High speed monolithic optoelectronic integrated circuits (OEICs) promise to bring the high performance of optical systems to a practical price point. This dissertation describes the study of a photodetector and a laser especially well suited for OEICs.; The photodetector is a waveguide metal-semiconductor-metal design optimized for monolithic integration with high speed transistors. The waveguide shape was quantitatively analyzed to provide 50 GHz bandwidth and 90% internal quantum efficiency. A fabrication process was developed that featured self aligned quantum well disordering and self aligned electrode metallization.; The laser is a waveguide device with a triangular ring cavity which has been shown to have superior DC and low frequency characteristics in a highly manufacturable package.

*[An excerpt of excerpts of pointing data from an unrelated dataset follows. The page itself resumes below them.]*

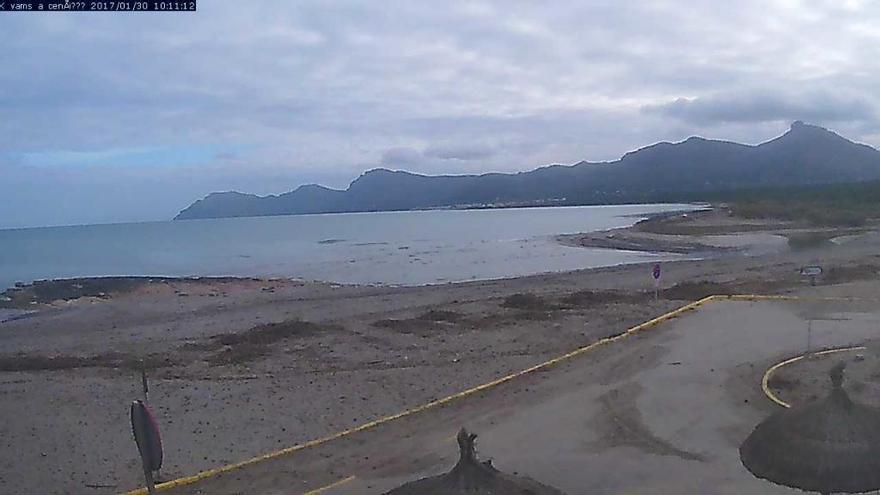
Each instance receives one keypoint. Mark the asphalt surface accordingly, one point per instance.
(663, 411)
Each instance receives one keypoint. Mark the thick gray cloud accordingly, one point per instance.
(747, 107)
(129, 117)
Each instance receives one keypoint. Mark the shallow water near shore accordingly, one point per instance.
(406, 248)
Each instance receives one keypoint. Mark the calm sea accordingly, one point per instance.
(419, 247)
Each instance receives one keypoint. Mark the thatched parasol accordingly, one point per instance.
(828, 446)
(472, 477)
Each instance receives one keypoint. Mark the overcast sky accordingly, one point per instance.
(130, 117)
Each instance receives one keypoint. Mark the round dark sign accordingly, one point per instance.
(146, 434)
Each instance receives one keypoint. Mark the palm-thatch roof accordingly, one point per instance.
(472, 477)
(828, 446)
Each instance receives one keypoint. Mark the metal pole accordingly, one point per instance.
(144, 381)
(148, 476)
(809, 336)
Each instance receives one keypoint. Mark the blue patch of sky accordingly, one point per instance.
(161, 156)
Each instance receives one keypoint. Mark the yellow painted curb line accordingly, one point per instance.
(189, 480)
(765, 381)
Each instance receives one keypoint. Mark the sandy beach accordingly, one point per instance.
(239, 367)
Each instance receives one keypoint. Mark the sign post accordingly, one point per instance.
(656, 274)
(812, 271)
(146, 435)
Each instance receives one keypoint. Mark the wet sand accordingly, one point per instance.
(341, 356)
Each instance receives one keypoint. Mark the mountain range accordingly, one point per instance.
(805, 154)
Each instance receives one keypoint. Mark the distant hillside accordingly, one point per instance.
(804, 155)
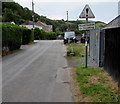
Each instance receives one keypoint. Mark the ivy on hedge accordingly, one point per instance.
(13, 36)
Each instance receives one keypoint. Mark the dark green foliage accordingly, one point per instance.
(27, 35)
(37, 34)
(11, 36)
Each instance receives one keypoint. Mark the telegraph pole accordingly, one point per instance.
(67, 16)
(86, 13)
(33, 13)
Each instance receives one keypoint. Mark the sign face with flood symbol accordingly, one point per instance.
(87, 13)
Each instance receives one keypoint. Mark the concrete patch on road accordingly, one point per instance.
(62, 86)
(62, 75)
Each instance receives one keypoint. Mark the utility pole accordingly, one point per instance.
(33, 13)
(86, 13)
(67, 16)
(67, 21)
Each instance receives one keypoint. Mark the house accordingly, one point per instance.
(29, 25)
(47, 28)
(39, 24)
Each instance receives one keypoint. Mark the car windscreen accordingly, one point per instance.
(69, 34)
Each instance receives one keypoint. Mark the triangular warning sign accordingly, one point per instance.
(87, 13)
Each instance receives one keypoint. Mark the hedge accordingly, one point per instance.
(13, 36)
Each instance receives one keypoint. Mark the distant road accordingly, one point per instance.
(37, 73)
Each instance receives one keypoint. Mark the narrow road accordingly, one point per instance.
(36, 73)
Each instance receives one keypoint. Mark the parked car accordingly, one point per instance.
(69, 37)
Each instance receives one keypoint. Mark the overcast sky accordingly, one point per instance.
(104, 10)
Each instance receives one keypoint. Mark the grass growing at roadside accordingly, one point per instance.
(94, 85)
(77, 49)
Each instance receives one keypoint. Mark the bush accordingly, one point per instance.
(37, 34)
(27, 35)
(11, 37)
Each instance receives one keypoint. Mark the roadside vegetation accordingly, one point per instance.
(13, 36)
(90, 84)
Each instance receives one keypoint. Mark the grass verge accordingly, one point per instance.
(97, 85)
(89, 84)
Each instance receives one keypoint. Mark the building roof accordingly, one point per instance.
(115, 23)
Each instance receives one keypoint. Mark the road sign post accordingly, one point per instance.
(86, 13)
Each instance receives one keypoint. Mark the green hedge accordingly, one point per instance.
(37, 34)
(13, 36)
(27, 35)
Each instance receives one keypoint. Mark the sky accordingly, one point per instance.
(104, 10)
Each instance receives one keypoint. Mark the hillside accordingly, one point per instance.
(14, 12)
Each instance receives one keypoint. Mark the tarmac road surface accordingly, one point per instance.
(36, 73)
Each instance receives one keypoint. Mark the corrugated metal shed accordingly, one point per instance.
(113, 24)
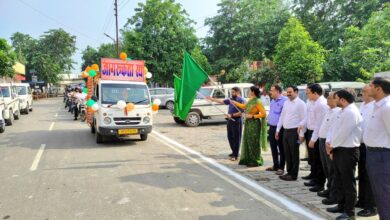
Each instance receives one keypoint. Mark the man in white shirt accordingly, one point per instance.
(366, 199)
(343, 143)
(314, 117)
(327, 163)
(376, 136)
(293, 114)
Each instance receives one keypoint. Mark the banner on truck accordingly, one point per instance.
(122, 70)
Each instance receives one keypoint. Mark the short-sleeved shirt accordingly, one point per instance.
(232, 108)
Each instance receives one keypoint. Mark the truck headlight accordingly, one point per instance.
(146, 120)
(107, 120)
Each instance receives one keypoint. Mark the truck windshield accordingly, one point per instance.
(5, 91)
(22, 90)
(137, 94)
(204, 92)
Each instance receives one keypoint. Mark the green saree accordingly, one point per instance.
(254, 138)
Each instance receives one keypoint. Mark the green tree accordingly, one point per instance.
(7, 59)
(244, 30)
(201, 59)
(298, 58)
(159, 33)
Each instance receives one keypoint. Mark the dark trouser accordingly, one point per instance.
(366, 196)
(234, 130)
(378, 167)
(345, 161)
(276, 147)
(327, 165)
(291, 151)
(316, 169)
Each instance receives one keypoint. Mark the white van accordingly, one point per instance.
(335, 86)
(202, 109)
(11, 99)
(25, 97)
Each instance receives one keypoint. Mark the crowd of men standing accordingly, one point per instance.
(339, 138)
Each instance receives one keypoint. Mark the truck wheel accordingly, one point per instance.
(169, 105)
(178, 120)
(144, 137)
(99, 138)
(193, 119)
(10, 119)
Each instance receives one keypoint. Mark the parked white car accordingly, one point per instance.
(25, 97)
(2, 107)
(202, 109)
(12, 105)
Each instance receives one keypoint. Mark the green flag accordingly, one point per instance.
(193, 76)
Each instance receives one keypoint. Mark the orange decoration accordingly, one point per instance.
(95, 67)
(155, 107)
(123, 56)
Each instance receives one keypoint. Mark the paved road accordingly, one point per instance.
(51, 168)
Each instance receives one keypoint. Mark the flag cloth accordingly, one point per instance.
(193, 76)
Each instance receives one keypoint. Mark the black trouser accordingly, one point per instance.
(345, 160)
(366, 196)
(234, 130)
(276, 148)
(291, 151)
(316, 169)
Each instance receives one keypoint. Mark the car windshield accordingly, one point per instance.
(5, 91)
(204, 92)
(137, 94)
(22, 90)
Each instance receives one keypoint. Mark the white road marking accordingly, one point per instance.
(35, 163)
(289, 204)
(51, 126)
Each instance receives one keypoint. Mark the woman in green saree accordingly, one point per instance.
(255, 128)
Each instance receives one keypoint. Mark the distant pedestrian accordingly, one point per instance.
(376, 136)
(254, 137)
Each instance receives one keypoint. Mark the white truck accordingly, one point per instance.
(25, 97)
(12, 104)
(112, 120)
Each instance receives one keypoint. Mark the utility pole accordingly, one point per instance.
(116, 19)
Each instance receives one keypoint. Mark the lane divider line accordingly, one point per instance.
(288, 203)
(37, 158)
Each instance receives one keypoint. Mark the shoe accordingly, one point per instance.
(324, 193)
(279, 172)
(272, 169)
(335, 209)
(287, 178)
(345, 216)
(308, 177)
(317, 188)
(310, 183)
(329, 201)
(368, 212)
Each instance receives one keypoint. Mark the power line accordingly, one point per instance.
(58, 22)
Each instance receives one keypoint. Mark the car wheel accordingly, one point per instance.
(193, 119)
(169, 105)
(144, 137)
(10, 119)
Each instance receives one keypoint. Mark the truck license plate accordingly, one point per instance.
(127, 131)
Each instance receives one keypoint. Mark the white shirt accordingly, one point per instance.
(328, 121)
(347, 128)
(316, 115)
(377, 129)
(293, 114)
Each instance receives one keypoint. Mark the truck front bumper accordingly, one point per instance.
(113, 131)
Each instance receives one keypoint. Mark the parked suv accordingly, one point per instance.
(2, 108)
(25, 96)
(11, 99)
(166, 95)
(202, 109)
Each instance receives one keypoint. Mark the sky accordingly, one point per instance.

This work examines the modulation response of these lasers, with particular emphasis on aspects of the dynamic properties which are unique to the ring cavity structure. Relative intensity noise spectra and direct modulation spectra were measured to study the modulation properties. Both the ring lasers and standard fabry-perot lasers fabricated on the same chip were found to have modulation bandwidths determined by the differential gain and cavity length in the same way. The differential gain was completely predicted by the threshold current, and variations in the differential gain overwhelmed the relatively weak photon lifetime dependence of the modulation K-factor. The parasitic capacitance of the large contact pad filling the center of the ring structure was measured and found to be slightly smaller than the intrinsic diode junction capacitance. Ring lasers with 600 {dollar}mu{dollar}m cavity lengths had direct modulation bandwidths of 8-10 GHz at 100 mA, and were limited by catastrophic failure above 100 mA. The ring structure is shown to have the potential for reduced power consumption at moderate bandwidths (10GHz).; Highly unusual double peaked noise spectra were observed in the ring lasers. The cause of the second peak is proposed to be distant side modes near threshold. The distant side modes were encouraged by a coupled cavity effect caused by rough turning mirrors. Also, substantial low frequency noise was observed and attributed to uncompensated mode partition noise between the counterpropagating modes.